Trans fatty acids first appeared in the American diet in the early 20th century as the partially hydrogenated vegetable oils used in margarine and vegetable shortening. Because these fats were cheap, extended shelf life, and created an appealing texture, they became a standard ingredient in many snacks and baked items, as well as a common oil for frying fast food.
Like saturated fats, trans fats are solid at room temperature; unlike saturated fats, they contain a molecular structure that rarely occurs in nature (trans-fat molecules are created with heat and pressure). The synthetic lipids are metabolized normally, but once they become part of coronary endothelial cells, they appear to contribute to lipid oxidation and other factors that cause the chronic inflammation associated with atherosclerosis.
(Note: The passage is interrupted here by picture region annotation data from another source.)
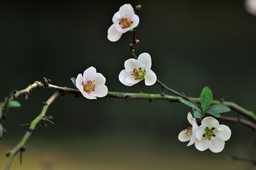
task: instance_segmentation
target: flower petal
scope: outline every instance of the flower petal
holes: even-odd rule
[[[179,135],[178,136],[178,139],[179,139],[179,140],[181,142],[187,142],[190,140],[190,139],[191,139],[192,133],[189,133],[186,134],[186,129],[182,131],[181,132],[180,132]]]
[[[221,128],[223,130],[218,130],[218,128]],[[215,135],[217,139],[222,141],[226,141],[229,139],[231,134],[231,130],[229,128],[224,125],[219,125],[217,128],[213,130],[213,134]]]
[[[91,94],[92,96],[99,97],[106,96],[107,94],[108,94],[108,87],[105,85],[103,85],[100,88],[91,92]]]
[[[130,31],[132,28],[133,28],[133,27],[131,27],[131,26],[130,27],[128,27],[127,28],[123,28],[122,27],[122,26],[119,25],[116,25],[115,26],[115,28],[116,28],[116,29],[117,30],[117,31],[122,34],[125,33],[128,31]]]
[[[189,141],[188,144],[187,144],[187,146],[189,146],[195,143],[195,142],[196,140],[196,137],[195,136],[191,136],[191,139],[190,139],[190,141]]]
[[[113,21],[114,24],[118,24],[119,25],[119,22],[120,22],[119,20],[121,17],[122,16],[120,15],[120,13],[119,13],[119,11],[117,11],[115,14],[114,14],[114,16],[112,18],[112,21]]]
[[[122,33],[119,32],[116,28],[117,26],[119,26],[119,25],[113,24],[108,30],[108,39],[113,42],[117,41],[122,36]]]
[[[124,4],[120,7],[119,13],[121,17],[126,17],[129,20],[131,20],[133,16],[135,15],[134,10],[130,4]]]
[[[120,72],[120,74],[119,74],[119,80],[123,84],[125,85],[127,85],[128,86],[130,86],[134,85],[134,83],[128,83],[126,81],[126,77],[127,77],[128,76],[130,76],[130,73],[128,73],[125,70],[122,70]]]
[[[82,74],[79,74],[76,77],[76,79],[75,80],[75,85],[76,87],[79,90],[79,91],[83,91],[83,88],[82,88]]]
[[[146,71],[144,78],[146,85],[153,85],[156,81],[156,75],[151,69]]]
[[[198,140],[201,140],[203,138],[203,135],[205,132],[205,128],[204,125],[201,125],[199,127],[197,128],[195,131],[195,135],[196,138]]]
[[[209,147],[211,144],[210,141],[203,138],[201,140],[197,140],[195,142],[195,146],[200,151],[204,151]]]
[[[192,130],[193,131],[193,136],[195,136],[195,132],[196,132],[196,129],[197,129],[197,128],[198,128],[198,125],[197,125],[197,123],[196,123],[196,120],[195,118],[193,119],[193,124],[192,125]]]
[[[209,117],[203,119],[201,122],[201,125],[204,125],[209,128],[216,128],[219,125],[219,121],[211,117]]]
[[[88,94],[87,93],[85,92],[83,90],[81,92],[82,94],[82,95],[83,97],[85,97],[87,99],[96,99],[97,98],[96,98],[94,96],[92,96],[91,95]]]
[[[140,54],[138,57],[138,60],[141,62],[141,69],[147,71],[151,68],[151,57],[146,53]]]
[[[125,61],[125,68],[128,73],[132,73],[134,68],[136,68],[138,70],[141,67],[141,63],[140,62],[134,59],[128,59]]]
[[[125,80],[127,82],[128,82],[129,83],[133,83],[134,85],[134,84],[136,84],[136,83],[138,83],[142,80],[141,79],[136,80],[134,76],[128,76],[126,77],[126,78],[125,79]]]
[[[88,78],[88,76],[90,76],[91,74],[96,73],[96,68],[93,67],[90,67],[84,70],[82,75],[83,83],[86,83],[87,81],[89,80],[89,79]]]
[[[100,73],[92,74],[87,76],[87,81],[91,80],[95,85],[95,88],[100,88],[106,83],[106,78]]]
[[[218,153],[222,151],[224,147],[225,142],[218,140],[213,137],[210,139],[211,144],[209,146],[209,149],[212,152]]]
[[[131,25],[131,27],[134,28],[138,26],[139,22],[139,18],[137,15],[135,15],[133,16],[131,21],[132,21],[132,24]]]
[[[187,119],[189,123],[191,125],[193,125],[193,121],[194,120],[194,118],[193,118],[193,116],[192,116],[191,112],[189,112],[188,113]]]

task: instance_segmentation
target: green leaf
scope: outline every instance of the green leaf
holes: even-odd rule
[[[52,115],[49,115],[46,116],[46,118],[48,119],[53,119],[53,117]]]
[[[216,104],[211,106],[206,111],[211,114],[221,113],[230,111],[231,110],[228,106],[223,104]]]
[[[201,118],[205,116],[205,115],[202,114],[202,113],[200,113],[198,111],[194,111],[194,113],[193,113],[193,114],[194,115],[194,117],[195,118]]]
[[[8,106],[9,107],[19,107],[21,106],[21,105],[18,101],[11,101],[9,102]]]
[[[51,121],[49,119],[46,119],[46,120],[49,122],[50,123],[51,123],[52,124],[55,125],[55,123],[54,123],[52,121]]]
[[[200,96],[201,106],[203,111],[206,110],[209,108],[212,100],[212,94],[211,91],[208,87],[206,86],[203,88]]]
[[[197,105],[196,105],[195,104],[193,103],[192,102],[188,101],[184,99],[181,99],[179,100],[180,102],[182,102],[184,104],[187,105],[188,106],[191,107],[192,108],[193,108],[198,111],[199,112],[201,112],[201,110],[200,110],[200,109],[198,107],[197,107]]]
[[[77,87],[76,87],[76,85],[75,85],[75,81],[76,80],[76,78],[75,78],[75,77],[71,77],[70,79],[72,81],[72,83],[73,83],[73,85],[74,85],[75,88],[77,88]]]
[[[215,116],[215,117],[216,117],[217,118],[219,118],[219,117],[220,116],[220,114],[219,114],[219,113],[210,113],[210,112],[208,112],[207,111],[206,111],[206,112],[207,112],[207,113],[208,113],[209,114],[210,114],[212,116]]]

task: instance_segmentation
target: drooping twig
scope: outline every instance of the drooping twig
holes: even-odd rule
[[[4,170],[9,170],[10,169],[11,162],[13,158],[19,152],[24,152],[25,148],[25,144],[32,135],[33,131],[35,129],[36,126],[41,121],[45,121],[46,113],[50,105],[58,97],[60,96],[61,94],[59,92],[55,93],[45,102],[45,105],[43,107],[43,109],[41,113],[34,120],[31,122],[28,129],[26,132],[20,142],[13,148],[9,152],[6,156],[8,157]]]
[[[141,8],[141,5],[138,4],[138,0],[136,0],[136,10],[135,14],[138,15],[138,11],[140,8]],[[135,44],[138,42],[137,40],[136,40],[136,28],[133,28],[133,35],[132,39],[132,43],[130,45],[130,52],[132,54],[132,56],[135,59],[137,59],[137,57],[135,56],[134,54],[134,48],[135,48]]]

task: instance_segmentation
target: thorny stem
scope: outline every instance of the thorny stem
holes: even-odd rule
[[[60,93],[57,92],[55,93],[52,96],[48,99],[44,107],[43,107],[43,109],[42,110],[41,113],[31,122],[30,126],[26,132],[22,139],[21,139],[20,142],[19,142],[19,143],[14,147],[11,151],[6,154],[8,159],[7,159],[4,170],[9,170],[10,169],[13,158],[16,154],[19,152],[25,151],[25,148],[26,148],[25,144],[32,135],[33,130],[35,129],[36,126],[41,121],[44,121],[46,120],[45,119],[45,115],[48,108],[55,99],[60,96],[61,95],[61,94]]]
[[[197,106],[199,106],[199,107],[200,107],[200,105],[199,104],[198,104],[197,103],[196,103],[196,102],[193,101],[192,100],[190,100],[189,98],[187,98],[187,97],[185,96],[184,95],[182,95],[182,94],[180,94],[179,93],[177,92],[175,90],[173,90],[173,89],[168,87],[167,86],[165,85],[163,83],[160,82],[159,80],[156,80],[156,83],[158,85],[159,85],[162,87],[162,88],[165,89],[167,91],[172,93],[173,94],[175,94],[176,96],[181,97],[183,99],[185,99],[185,100],[188,100],[189,101],[190,101],[190,102],[192,102],[192,103],[193,103],[194,104],[195,104],[195,105],[196,105]]]
[[[158,81],[158,82],[160,81]],[[167,90],[169,89],[164,85],[162,83],[160,82],[160,85],[164,85],[162,86]],[[19,152],[23,152],[25,151],[25,144],[33,131],[36,129],[37,125],[38,123],[42,121],[46,121],[46,113],[49,107],[49,106],[54,101],[55,99],[59,96],[65,94],[66,93],[71,94],[75,94],[76,97],[82,96],[82,94],[78,90],[65,87],[60,87],[56,85],[47,84],[47,85],[45,85],[43,83],[41,82],[36,81],[34,84],[28,85],[28,86],[25,89],[20,90],[19,91],[15,91],[15,93],[13,93],[12,95],[9,96],[8,101],[7,102],[4,104],[0,105],[0,110],[3,110],[3,113],[4,112],[5,114],[6,114],[7,110],[8,109],[8,106],[6,105],[8,105],[9,102],[10,101],[17,98],[18,96],[24,94],[27,94],[28,92],[32,90],[33,89],[36,87],[39,88],[46,88],[51,89],[58,90],[58,92],[55,92],[52,96],[49,98],[49,99],[45,102],[43,109],[41,112],[41,113],[33,120],[30,124],[28,130],[26,132],[23,137],[20,141],[20,142],[7,154],[7,156],[8,157],[7,162],[6,164],[5,170],[8,170],[9,169],[13,157],[15,155]],[[118,99],[125,99],[126,100],[129,99],[148,99],[150,101],[152,101],[153,100],[163,100],[168,101],[170,102],[179,102],[179,100],[184,98],[184,96],[172,96],[169,95],[166,95],[164,94],[149,94],[144,93],[126,93],[121,92],[109,92],[106,97],[112,98],[118,98]],[[192,98],[186,97],[187,100],[190,101],[192,101],[193,102],[200,103],[200,98]],[[248,111],[246,109],[238,106],[237,104],[232,102],[225,102],[225,101],[219,101],[218,100],[212,100],[212,104],[224,104],[227,106],[229,107],[231,110],[237,112],[241,115],[242,115],[248,119],[249,119],[253,122],[256,123],[256,115],[251,111]],[[2,117],[2,119],[3,117]],[[247,126],[252,129],[256,129],[256,124],[250,122],[249,121],[245,120],[240,118],[232,118],[229,117],[221,116],[219,118],[219,119],[223,119],[226,121],[239,122],[240,123],[244,124]],[[2,120],[0,120],[0,130],[2,129]]]

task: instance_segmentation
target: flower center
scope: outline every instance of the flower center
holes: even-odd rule
[[[133,71],[130,72],[131,73],[131,75],[134,76],[135,77],[135,80],[143,79],[146,74],[146,71],[142,70],[140,68],[139,68],[138,70],[136,68],[133,68]]]
[[[185,134],[187,135],[187,136],[188,136],[189,135],[192,135],[192,128],[188,127],[187,128],[187,129],[186,129],[185,130],[186,130],[186,132],[185,133]]]
[[[93,81],[94,82],[94,80]],[[87,81],[87,83],[86,84],[82,82],[82,85],[83,88],[83,91],[88,93],[89,93],[91,91],[94,90],[94,89],[96,88],[95,85],[93,85],[93,83],[91,80]]]
[[[203,135],[203,137],[206,137],[206,139],[210,140],[210,139],[211,139],[212,136],[215,136],[215,135],[213,134],[213,130],[214,130],[215,128],[212,128],[211,129],[210,129],[208,127],[205,128],[205,129],[204,129],[205,132]]]
[[[128,19],[126,17],[122,17],[119,20],[119,25],[122,26],[122,28],[126,28],[129,27],[131,26],[131,24],[132,24],[132,22]]]

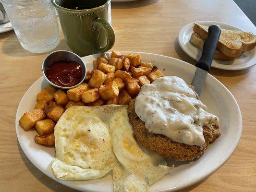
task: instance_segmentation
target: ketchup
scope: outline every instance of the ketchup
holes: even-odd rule
[[[79,83],[82,68],[76,62],[57,63],[47,69],[46,76],[57,85],[70,87]]]

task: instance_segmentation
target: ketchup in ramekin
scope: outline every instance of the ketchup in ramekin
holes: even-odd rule
[[[71,87],[81,80],[82,70],[76,62],[61,62],[53,64],[47,68],[46,76],[52,83],[62,87]]]

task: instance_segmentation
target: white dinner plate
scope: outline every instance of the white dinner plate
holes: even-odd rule
[[[194,23],[206,26],[217,24],[219,25],[221,28],[225,29],[244,31],[234,26],[213,21],[195,22],[185,25],[179,33],[179,44],[187,54],[196,60],[199,60],[202,55],[202,50],[197,48],[189,41],[191,34],[193,32],[192,26]],[[211,66],[215,68],[226,70],[241,70],[252,67],[256,64],[256,48],[255,48],[250,51],[245,51],[242,56],[233,60],[222,61],[214,59]]]
[[[135,52],[127,52],[125,53]],[[152,63],[165,75],[175,75],[190,84],[195,67],[176,59],[159,55],[140,53],[142,61]],[[93,68],[93,61],[98,55],[83,58],[87,69]],[[26,132],[19,125],[23,114],[34,109],[37,95],[49,84],[40,77],[25,93],[21,99],[16,116],[16,131],[20,145],[29,160],[43,173],[52,179],[83,192],[111,192],[113,190],[111,175],[100,179],[86,181],[64,181],[56,179],[53,174],[51,162],[55,153],[53,147],[36,144],[35,131]],[[208,110],[219,118],[221,135],[209,146],[204,156],[195,161],[184,162],[168,160],[168,165],[174,165],[170,173],[150,186],[150,192],[174,191],[193,185],[204,180],[220,167],[230,157],[237,145],[242,130],[242,116],[235,98],[218,80],[208,74],[201,100],[207,106]]]
[[[0,33],[7,32],[13,29],[11,22],[0,24]]]

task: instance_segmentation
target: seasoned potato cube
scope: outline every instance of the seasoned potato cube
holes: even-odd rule
[[[140,87],[137,82],[130,82],[127,84],[126,90],[129,95],[132,97],[134,97],[139,94],[140,90]]]
[[[119,94],[118,104],[119,105],[127,105],[132,100],[132,97],[124,90],[122,90]]]
[[[53,120],[56,122],[61,118],[62,114],[65,111],[65,109],[60,106],[54,107],[47,114],[47,117],[49,119]]]
[[[92,89],[82,94],[82,100],[85,103],[91,103],[99,98],[98,89]]]
[[[50,134],[54,131],[55,123],[51,120],[38,120],[36,123],[36,130],[40,135]]]
[[[97,64],[98,66],[98,65],[99,65],[101,63],[108,63],[108,61],[106,60],[105,60],[104,58],[99,57],[97,58]]]
[[[101,55],[100,55],[99,56],[99,57],[105,59],[107,60],[109,60],[109,59],[108,58],[108,56],[107,56],[107,55],[106,55],[105,53],[102,53]]]
[[[95,60],[93,61],[93,65],[94,70],[98,69],[98,63],[97,62],[97,60]]]
[[[60,105],[66,105],[69,101],[67,94],[61,89],[56,92],[53,96],[56,103]]]
[[[140,64],[140,56],[139,54],[124,55],[123,57],[129,59],[131,60],[131,64],[134,67]]]
[[[68,103],[67,103],[67,105],[66,105],[65,109],[67,109],[68,108],[71,108],[72,106],[85,106],[85,103],[82,101],[69,101],[68,102]]]
[[[122,60],[121,59],[111,58],[110,60],[109,63],[114,66],[116,70],[120,70],[123,67]]]
[[[92,103],[86,103],[86,105],[88,107],[101,106],[104,105],[104,102],[102,99],[98,99]]]
[[[142,62],[140,63],[140,66],[142,67],[147,67],[148,68],[152,69],[152,64],[150,63]]]
[[[36,108],[24,113],[19,120],[19,123],[23,129],[27,131],[35,126],[37,121],[43,120],[45,117],[45,113],[41,108]]]
[[[78,86],[69,89],[67,91],[67,95],[69,100],[78,101],[81,100],[82,94],[89,89],[89,87],[87,84],[83,83]]]
[[[150,73],[151,69],[148,67],[139,66],[139,69],[141,69],[143,71],[143,75],[146,76]]]
[[[54,133],[52,132],[49,135],[45,135],[35,136],[35,142],[36,144],[43,144],[46,146],[52,146],[55,144]]]
[[[93,88],[98,88],[102,84],[107,75],[99,70],[95,70],[88,84]]]
[[[107,100],[118,96],[119,90],[116,83],[112,81],[99,87],[98,93],[102,99]]]
[[[116,68],[108,64],[101,63],[98,65],[98,69],[104,73],[107,74],[109,72],[114,73],[116,71]]]
[[[45,99],[47,101],[52,101],[54,98],[53,95],[57,91],[57,89],[52,86],[47,86],[41,91],[37,96],[37,101]]]
[[[141,68],[135,68],[133,66],[130,67],[132,75],[134,77],[139,77],[143,75],[143,69]]]
[[[157,67],[156,65],[154,65],[151,69],[151,72],[153,72],[154,70],[156,70],[158,69],[158,67]]]
[[[137,77],[137,79],[139,80],[139,85],[141,87],[145,84],[150,84],[150,81],[145,75],[141,76],[140,77]]]
[[[47,101],[44,99],[41,100],[41,101],[39,101],[36,104],[36,106],[35,106],[35,108],[44,108],[44,107],[45,107],[46,105],[47,105]]]
[[[107,73],[106,75],[106,79],[103,83],[104,85],[106,85],[110,82],[113,81],[115,78],[115,73],[109,72],[109,73]]]
[[[116,58],[120,58],[123,55],[122,51],[113,51],[111,53],[110,57],[114,57]]]
[[[163,73],[162,73],[162,72],[159,70],[156,70],[150,72],[146,77],[149,81],[150,81],[150,83],[152,83],[156,79],[158,79],[159,77],[162,77],[163,76]]]
[[[117,105],[118,104],[118,96],[110,99],[106,103],[106,105]]]
[[[122,60],[122,64],[125,71],[128,71],[131,64],[131,61],[128,58],[123,58]]]
[[[124,83],[120,77],[116,77],[113,80],[117,84],[117,86],[118,87],[118,89],[119,91],[122,90],[124,88]]]

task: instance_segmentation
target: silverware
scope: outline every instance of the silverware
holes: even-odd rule
[[[204,44],[202,55],[195,63],[196,69],[191,85],[194,86],[198,96],[201,94],[206,76],[211,68],[221,31],[220,28],[218,25],[213,25],[209,27],[208,37]]]
[[[72,61],[76,62],[82,67],[82,77],[78,84],[70,87],[62,87],[54,84],[48,79],[46,73],[47,69],[50,66],[58,62],[68,62]],[[69,51],[59,50],[50,53],[45,58],[42,64],[42,71],[45,79],[52,86],[60,89],[71,89],[78,86],[85,80],[86,74],[87,69],[85,63],[83,60],[83,59],[76,54]]]

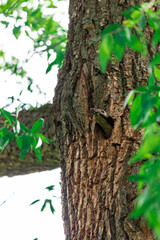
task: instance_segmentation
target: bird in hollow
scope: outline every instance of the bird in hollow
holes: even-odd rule
[[[91,108],[90,109],[92,114],[95,115],[96,124],[98,125],[99,129],[101,130],[105,139],[108,139],[112,135],[112,130],[114,128],[114,120],[110,117],[105,110]]]

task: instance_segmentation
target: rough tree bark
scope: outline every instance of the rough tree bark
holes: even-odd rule
[[[96,41],[107,25],[123,21],[122,11],[142,2],[70,1],[67,51],[53,103],[66,240],[154,239],[143,221],[128,218],[136,185],[127,176],[138,166],[127,162],[141,135],[132,130],[129,110],[123,109],[126,94],[147,83],[147,70],[140,55],[128,50],[102,74]],[[90,114],[93,107],[105,109],[115,121],[108,140]]]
It took legal action to persuade public-health officials to accept the link between trans fatty acids and heart disease. In 2009, Kummerow submitted a petition to the Food and Drug Administration requesting a ban on trans fats; in 2013, fed up by the agency’s silence, he sought an order from a federal judge to compel the FDA to respond. Evidence and support had been mounting for decades, culminating with a 2012 review by the Harvard professor Walter Willett of the ways in which various types of fat affected heart health. Willett found a protective effect from a diet high in polyunsaturated fats, a “weak or nonsignificant” correlation between saturated fat or total fat intake and coronary heart disease, and a “clear adverse effect” from consumption of trans fats.
In June 2015, the FDA revoked trans fats’s status as a substance Generally Recognized as Safe (GRAS) and gave the food industry three years to halt its use. But there’s still little agreement about how the lipids damage the human body. Kummerow, who says he wants to “solve heart disease,” has been working on this issue for years—or, to measure it another way, through the consumption of billions of frozen turkeys.